# Week 3

## Overview

This week we'll be getting into the principles of machine learning, while starting to get to know the dataset. The lecture will feature an overview of fundamentals of machine learning (videos), and we'll (_finally_) start working on getting to know the dataset we'll be crunching over the next few weeks.

* Part 1 of today's exercises will be about getting data.
* Part 2 is the "main course", where we'll be playing around with real data, plotting and counting.
* Part 3 is about machine learning, featuring a couple of videos with Ole Winter from DTU Compute and some simple questions from the book.
* And finally, in Part 4, we plot a little bit of the detailed GPS data.

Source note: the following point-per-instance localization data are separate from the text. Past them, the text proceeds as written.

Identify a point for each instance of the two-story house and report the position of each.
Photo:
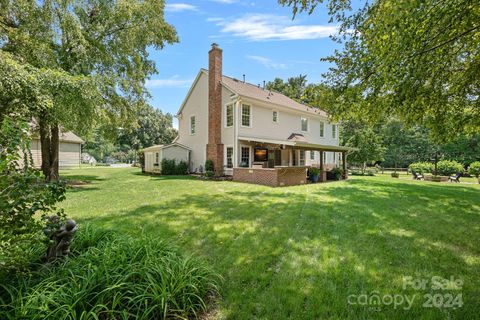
(254, 134)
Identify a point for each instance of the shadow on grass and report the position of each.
(302, 251)
(81, 178)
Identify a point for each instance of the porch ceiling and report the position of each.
(298, 144)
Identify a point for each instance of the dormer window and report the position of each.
(322, 129)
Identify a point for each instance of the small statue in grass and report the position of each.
(61, 236)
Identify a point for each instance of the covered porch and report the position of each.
(285, 163)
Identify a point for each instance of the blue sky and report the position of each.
(258, 38)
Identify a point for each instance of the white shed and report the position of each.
(155, 154)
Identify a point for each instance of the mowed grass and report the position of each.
(301, 252)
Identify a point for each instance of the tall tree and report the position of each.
(418, 60)
(369, 147)
(105, 41)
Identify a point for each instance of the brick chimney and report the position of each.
(215, 145)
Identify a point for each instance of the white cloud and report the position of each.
(172, 82)
(179, 7)
(268, 63)
(263, 27)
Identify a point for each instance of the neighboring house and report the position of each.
(88, 159)
(69, 152)
(254, 134)
(155, 154)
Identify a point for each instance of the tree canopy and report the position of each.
(417, 60)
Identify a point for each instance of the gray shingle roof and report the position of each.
(70, 137)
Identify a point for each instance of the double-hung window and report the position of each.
(302, 157)
(245, 156)
(275, 116)
(229, 115)
(322, 129)
(192, 125)
(304, 124)
(229, 157)
(246, 115)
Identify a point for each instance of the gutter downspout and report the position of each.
(235, 132)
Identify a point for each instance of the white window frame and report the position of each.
(226, 115)
(194, 126)
(249, 116)
(249, 154)
(226, 156)
(275, 111)
(301, 162)
(301, 123)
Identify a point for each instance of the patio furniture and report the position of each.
(455, 178)
(417, 176)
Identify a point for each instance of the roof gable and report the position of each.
(249, 90)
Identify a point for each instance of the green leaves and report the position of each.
(417, 60)
(23, 195)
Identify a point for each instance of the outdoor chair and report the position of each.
(417, 176)
(455, 178)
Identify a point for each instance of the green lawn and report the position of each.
(302, 252)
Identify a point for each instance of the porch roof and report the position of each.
(298, 144)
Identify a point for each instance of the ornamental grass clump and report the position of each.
(113, 276)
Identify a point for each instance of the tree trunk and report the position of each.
(49, 140)
(54, 146)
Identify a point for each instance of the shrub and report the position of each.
(113, 276)
(421, 167)
(474, 169)
(447, 167)
(209, 168)
(313, 171)
(169, 167)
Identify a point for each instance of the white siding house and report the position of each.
(69, 153)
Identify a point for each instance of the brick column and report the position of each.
(215, 145)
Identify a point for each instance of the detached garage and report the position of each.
(69, 152)
(155, 154)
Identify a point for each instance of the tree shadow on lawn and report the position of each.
(87, 178)
(300, 252)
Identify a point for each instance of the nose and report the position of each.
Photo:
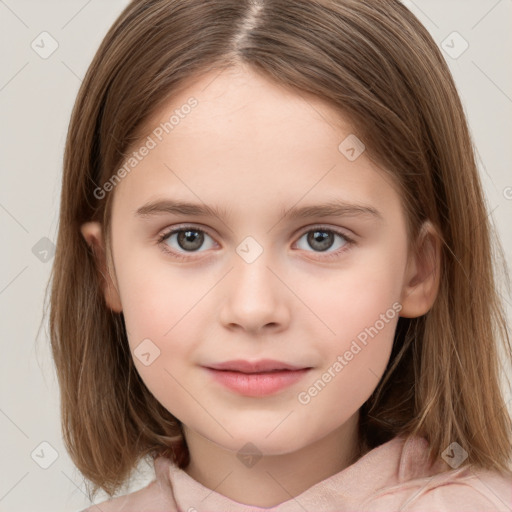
(254, 297)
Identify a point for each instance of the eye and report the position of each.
(321, 239)
(188, 239)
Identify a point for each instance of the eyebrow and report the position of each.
(333, 208)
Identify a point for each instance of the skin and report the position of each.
(255, 148)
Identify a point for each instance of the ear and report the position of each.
(93, 235)
(421, 282)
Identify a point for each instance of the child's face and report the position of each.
(255, 151)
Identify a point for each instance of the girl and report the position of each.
(274, 273)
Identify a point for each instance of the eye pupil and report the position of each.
(187, 236)
(325, 239)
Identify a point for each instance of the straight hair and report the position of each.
(372, 62)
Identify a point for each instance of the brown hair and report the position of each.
(375, 63)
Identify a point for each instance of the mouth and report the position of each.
(261, 366)
(256, 379)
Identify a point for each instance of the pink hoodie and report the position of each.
(392, 477)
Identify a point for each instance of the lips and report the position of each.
(261, 366)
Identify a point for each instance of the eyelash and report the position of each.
(165, 248)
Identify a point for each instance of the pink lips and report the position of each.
(257, 378)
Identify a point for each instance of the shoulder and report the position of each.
(416, 486)
(468, 490)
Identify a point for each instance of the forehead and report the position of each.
(247, 140)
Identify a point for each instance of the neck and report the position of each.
(273, 479)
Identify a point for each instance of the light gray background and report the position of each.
(36, 97)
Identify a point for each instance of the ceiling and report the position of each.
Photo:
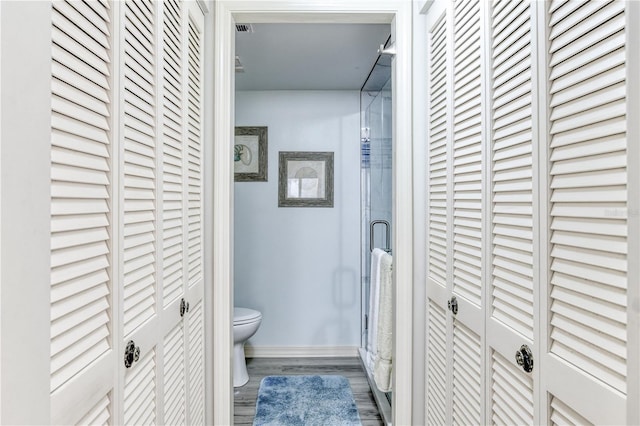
(308, 56)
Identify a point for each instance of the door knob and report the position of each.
(131, 354)
(453, 305)
(524, 358)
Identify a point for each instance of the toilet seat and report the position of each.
(245, 316)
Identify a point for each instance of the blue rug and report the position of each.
(306, 400)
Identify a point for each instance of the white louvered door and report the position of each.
(439, 348)
(126, 243)
(588, 231)
(194, 286)
(161, 205)
(83, 351)
(141, 316)
(455, 223)
(511, 317)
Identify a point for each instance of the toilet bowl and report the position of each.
(245, 324)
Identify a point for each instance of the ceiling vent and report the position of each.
(239, 66)
(244, 28)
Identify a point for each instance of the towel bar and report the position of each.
(387, 233)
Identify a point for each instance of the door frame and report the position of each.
(220, 215)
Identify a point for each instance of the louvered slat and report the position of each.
(139, 391)
(174, 377)
(467, 153)
(588, 198)
(139, 165)
(80, 187)
(562, 414)
(438, 129)
(172, 174)
(512, 393)
(194, 153)
(512, 186)
(196, 365)
(467, 376)
(436, 365)
(99, 414)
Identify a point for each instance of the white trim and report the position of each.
(313, 11)
(25, 95)
(633, 217)
(207, 196)
(299, 351)
(420, 191)
(221, 216)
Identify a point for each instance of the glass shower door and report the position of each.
(376, 172)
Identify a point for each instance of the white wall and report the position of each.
(301, 266)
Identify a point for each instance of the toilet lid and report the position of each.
(245, 315)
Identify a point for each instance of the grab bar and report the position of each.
(387, 233)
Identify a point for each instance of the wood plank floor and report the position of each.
(245, 396)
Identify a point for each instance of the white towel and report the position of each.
(383, 361)
(374, 303)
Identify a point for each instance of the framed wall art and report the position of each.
(250, 154)
(305, 179)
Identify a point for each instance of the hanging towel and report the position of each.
(374, 303)
(383, 362)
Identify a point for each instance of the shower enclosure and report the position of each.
(376, 195)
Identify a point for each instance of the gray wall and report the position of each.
(300, 266)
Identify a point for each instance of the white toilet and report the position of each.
(245, 324)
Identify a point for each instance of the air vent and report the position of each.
(244, 28)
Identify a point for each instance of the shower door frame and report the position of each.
(219, 225)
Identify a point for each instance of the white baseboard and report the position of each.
(299, 351)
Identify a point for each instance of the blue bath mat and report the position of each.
(306, 400)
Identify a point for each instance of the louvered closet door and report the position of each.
(439, 323)
(194, 287)
(161, 207)
(138, 201)
(587, 285)
(512, 312)
(82, 323)
(172, 220)
(455, 360)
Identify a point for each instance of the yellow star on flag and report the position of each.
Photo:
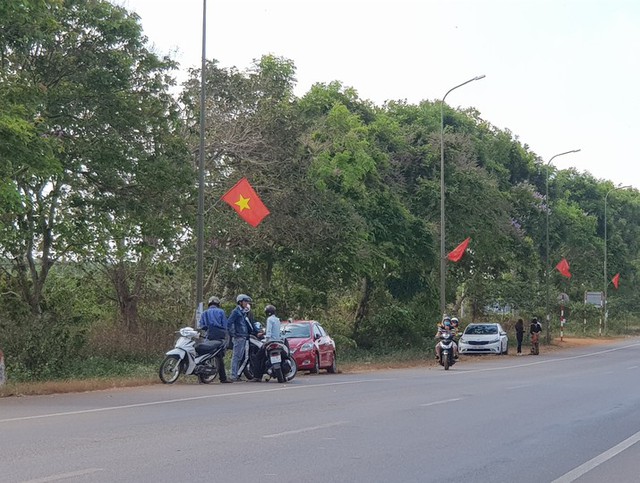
(243, 203)
(235, 198)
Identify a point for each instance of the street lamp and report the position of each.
(548, 268)
(443, 260)
(604, 271)
(200, 214)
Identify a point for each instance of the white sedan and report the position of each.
(489, 338)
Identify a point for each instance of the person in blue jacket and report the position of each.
(214, 321)
(239, 328)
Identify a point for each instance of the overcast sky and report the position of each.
(560, 74)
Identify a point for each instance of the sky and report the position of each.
(560, 75)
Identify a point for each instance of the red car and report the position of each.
(311, 346)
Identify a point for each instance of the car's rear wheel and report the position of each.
(333, 368)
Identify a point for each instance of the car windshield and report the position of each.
(482, 329)
(296, 331)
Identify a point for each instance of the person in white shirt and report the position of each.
(273, 324)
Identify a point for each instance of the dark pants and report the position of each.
(519, 337)
(258, 362)
(222, 373)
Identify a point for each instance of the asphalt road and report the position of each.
(564, 416)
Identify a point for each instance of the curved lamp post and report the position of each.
(604, 271)
(548, 268)
(200, 214)
(443, 260)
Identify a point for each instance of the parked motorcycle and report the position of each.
(446, 348)
(278, 362)
(192, 355)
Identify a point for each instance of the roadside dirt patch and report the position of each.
(556, 345)
(54, 387)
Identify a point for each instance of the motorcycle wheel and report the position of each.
(279, 375)
(248, 373)
(294, 370)
(212, 365)
(170, 369)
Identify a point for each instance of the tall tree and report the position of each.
(108, 171)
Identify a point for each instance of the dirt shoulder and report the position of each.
(58, 387)
(555, 346)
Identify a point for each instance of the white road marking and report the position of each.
(520, 386)
(65, 476)
(576, 473)
(547, 361)
(304, 430)
(195, 398)
(445, 401)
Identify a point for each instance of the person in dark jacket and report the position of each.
(519, 335)
(534, 329)
(239, 330)
(214, 321)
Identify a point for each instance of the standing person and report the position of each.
(273, 324)
(214, 320)
(239, 324)
(534, 329)
(272, 333)
(519, 335)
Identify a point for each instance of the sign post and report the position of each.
(2, 374)
(563, 298)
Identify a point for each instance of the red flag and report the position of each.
(563, 268)
(616, 280)
(456, 254)
(246, 202)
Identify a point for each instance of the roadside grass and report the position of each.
(100, 374)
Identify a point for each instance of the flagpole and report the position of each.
(604, 272)
(200, 215)
(548, 267)
(443, 260)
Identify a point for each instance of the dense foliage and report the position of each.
(98, 188)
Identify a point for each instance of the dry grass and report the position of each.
(56, 387)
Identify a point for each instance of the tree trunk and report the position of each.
(363, 305)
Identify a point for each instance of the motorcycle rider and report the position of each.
(534, 330)
(272, 333)
(239, 327)
(214, 321)
(446, 325)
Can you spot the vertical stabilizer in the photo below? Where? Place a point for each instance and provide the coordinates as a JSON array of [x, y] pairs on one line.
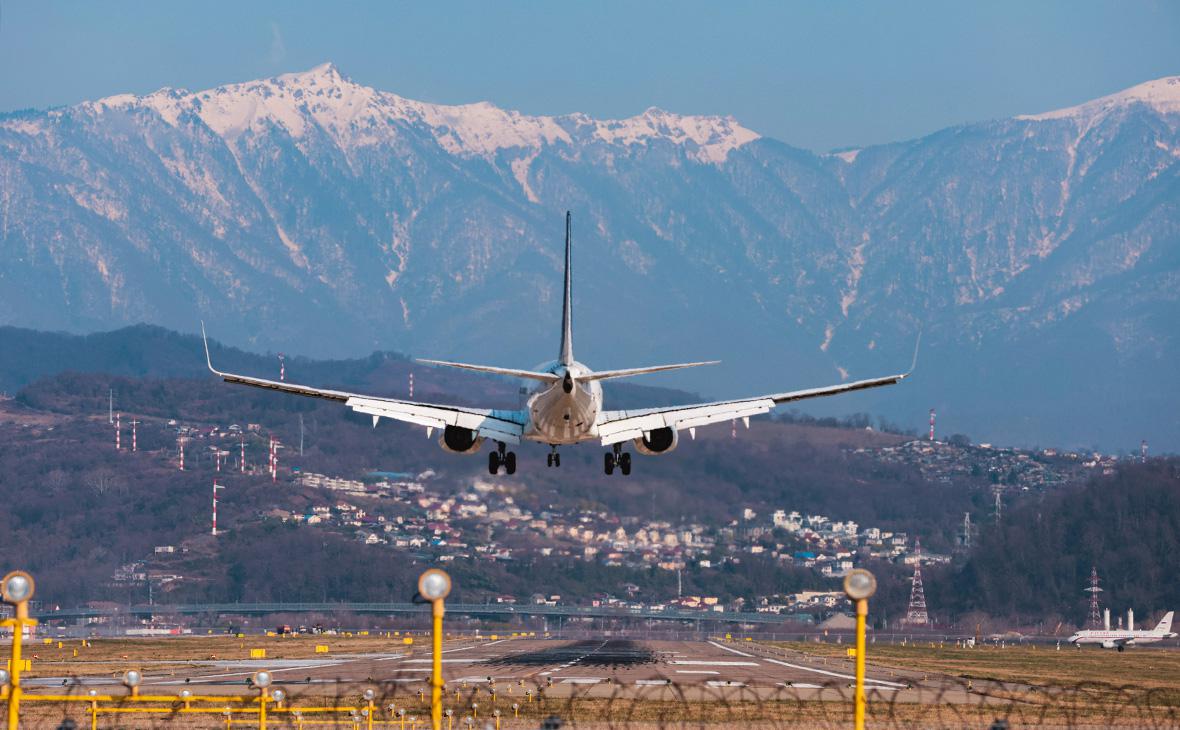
[[566, 355]]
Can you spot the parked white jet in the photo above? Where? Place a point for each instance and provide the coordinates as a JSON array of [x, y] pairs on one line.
[[564, 407], [1119, 638]]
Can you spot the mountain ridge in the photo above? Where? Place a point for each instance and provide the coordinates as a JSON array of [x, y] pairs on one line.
[[1038, 255]]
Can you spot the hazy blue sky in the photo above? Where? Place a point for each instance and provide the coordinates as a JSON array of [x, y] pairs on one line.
[[818, 74]]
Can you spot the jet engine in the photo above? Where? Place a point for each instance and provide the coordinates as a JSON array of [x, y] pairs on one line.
[[659, 441], [460, 440]]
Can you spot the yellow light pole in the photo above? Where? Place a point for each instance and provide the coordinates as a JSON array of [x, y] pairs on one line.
[[368, 695], [132, 679], [17, 589], [859, 585], [434, 585], [262, 679]]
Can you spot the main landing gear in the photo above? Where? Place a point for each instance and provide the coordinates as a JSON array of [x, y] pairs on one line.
[[502, 458], [617, 458]]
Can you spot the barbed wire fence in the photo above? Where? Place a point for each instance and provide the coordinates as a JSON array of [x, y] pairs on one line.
[[659, 703]]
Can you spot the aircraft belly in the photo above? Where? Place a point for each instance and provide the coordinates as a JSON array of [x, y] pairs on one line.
[[558, 418]]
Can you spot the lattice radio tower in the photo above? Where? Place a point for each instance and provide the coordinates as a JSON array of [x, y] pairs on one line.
[[916, 615], [1095, 620]]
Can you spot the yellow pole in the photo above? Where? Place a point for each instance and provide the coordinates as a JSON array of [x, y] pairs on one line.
[[18, 630], [437, 611], [861, 612]]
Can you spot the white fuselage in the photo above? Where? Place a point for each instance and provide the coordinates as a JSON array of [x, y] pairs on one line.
[[1113, 638], [558, 416]]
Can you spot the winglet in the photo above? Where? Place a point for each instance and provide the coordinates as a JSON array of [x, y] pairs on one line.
[[209, 360], [913, 365]]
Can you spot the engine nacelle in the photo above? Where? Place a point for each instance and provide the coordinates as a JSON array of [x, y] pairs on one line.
[[460, 440], [659, 441]]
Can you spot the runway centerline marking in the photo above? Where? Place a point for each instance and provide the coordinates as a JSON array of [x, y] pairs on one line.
[[740, 653], [824, 671]]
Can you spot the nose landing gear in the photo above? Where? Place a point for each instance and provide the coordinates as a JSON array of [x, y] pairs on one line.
[[500, 456], [617, 458]]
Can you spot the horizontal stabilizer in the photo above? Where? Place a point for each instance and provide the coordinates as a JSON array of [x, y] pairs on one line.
[[511, 373], [630, 372]]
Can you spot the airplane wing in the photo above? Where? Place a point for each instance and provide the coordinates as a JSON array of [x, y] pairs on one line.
[[498, 425], [617, 426]]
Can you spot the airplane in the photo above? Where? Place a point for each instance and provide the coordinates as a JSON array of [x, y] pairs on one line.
[[1120, 638], [563, 408]]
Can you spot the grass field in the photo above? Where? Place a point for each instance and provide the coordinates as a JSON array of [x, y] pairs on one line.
[[1148, 669], [112, 657]]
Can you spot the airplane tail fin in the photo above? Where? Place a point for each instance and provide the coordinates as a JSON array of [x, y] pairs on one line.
[[566, 355], [629, 372]]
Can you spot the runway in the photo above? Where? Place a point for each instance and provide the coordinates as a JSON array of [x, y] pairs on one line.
[[556, 668]]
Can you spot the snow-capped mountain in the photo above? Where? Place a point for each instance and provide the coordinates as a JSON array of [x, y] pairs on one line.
[[307, 212]]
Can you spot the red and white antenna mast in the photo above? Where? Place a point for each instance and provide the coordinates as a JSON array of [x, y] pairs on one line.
[[1095, 618], [274, 459], [916, 615], [216, 486]]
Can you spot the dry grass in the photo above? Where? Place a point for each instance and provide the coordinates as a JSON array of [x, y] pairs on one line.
[[112, 657], [1148, 669]]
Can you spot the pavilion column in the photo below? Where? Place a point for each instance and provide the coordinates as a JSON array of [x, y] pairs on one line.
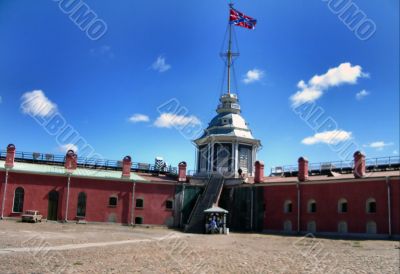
[[212, 157], [236, 156]]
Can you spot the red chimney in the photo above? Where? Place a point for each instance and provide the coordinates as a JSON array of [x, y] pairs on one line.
[[303, 169], [182, 172], [10, 156], [359, 164], [259, 172], [126, 167], [71, 161]]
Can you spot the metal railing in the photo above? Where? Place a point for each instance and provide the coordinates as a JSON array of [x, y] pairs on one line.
[[51, 159], [372, 164]]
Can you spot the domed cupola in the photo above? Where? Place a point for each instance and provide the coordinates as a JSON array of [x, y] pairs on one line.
[[227, 144]]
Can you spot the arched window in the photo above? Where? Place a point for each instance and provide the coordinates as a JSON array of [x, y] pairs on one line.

## Part 1: Getting the dataset (DSFS Chapter 9)

There's no data science without data, so we'll start thinking about ways to acquire data. You've already played around with reading/writing text from files and the exercises today focus on CSV files. For other types of data access, I recommend that you skim this chapter so you have a place to come back to when you need to scrape the web or use various APIs.

> _Reading_: Skim DSFS Chapter 9 and pay extra attention to the part about CSV files.  
  
---  

> _Exercise_: Reading in crime-data from San Francisco
>  
> * Head over to the [SF OpenData page](https://data.sfgov.org), click on the link to _Public Safety_ data and then choose _SFPD Incidents_. Figure out how to download the list of incidents containing _every crime registered since January 1st, 2003_ as a CSV file by clicking around the page.
> * Once the file has been downloaded you should read it into Python. The file has may column, and today we'll be working with 
>   - The various categories of crimes
>   - Crime over the years
>   - What time of day do crimes occur?
>   - What day of the week to crimes tend to occur?
>   - And do certain crime-types tend to happen in specific neighborhoods?
>   - Finally, we'll play around with geo-data.  
> 
>   All of this can be easily based on the columns in the incident file. Which columns will you need?

> * What is the total number of incidents in the CSV file?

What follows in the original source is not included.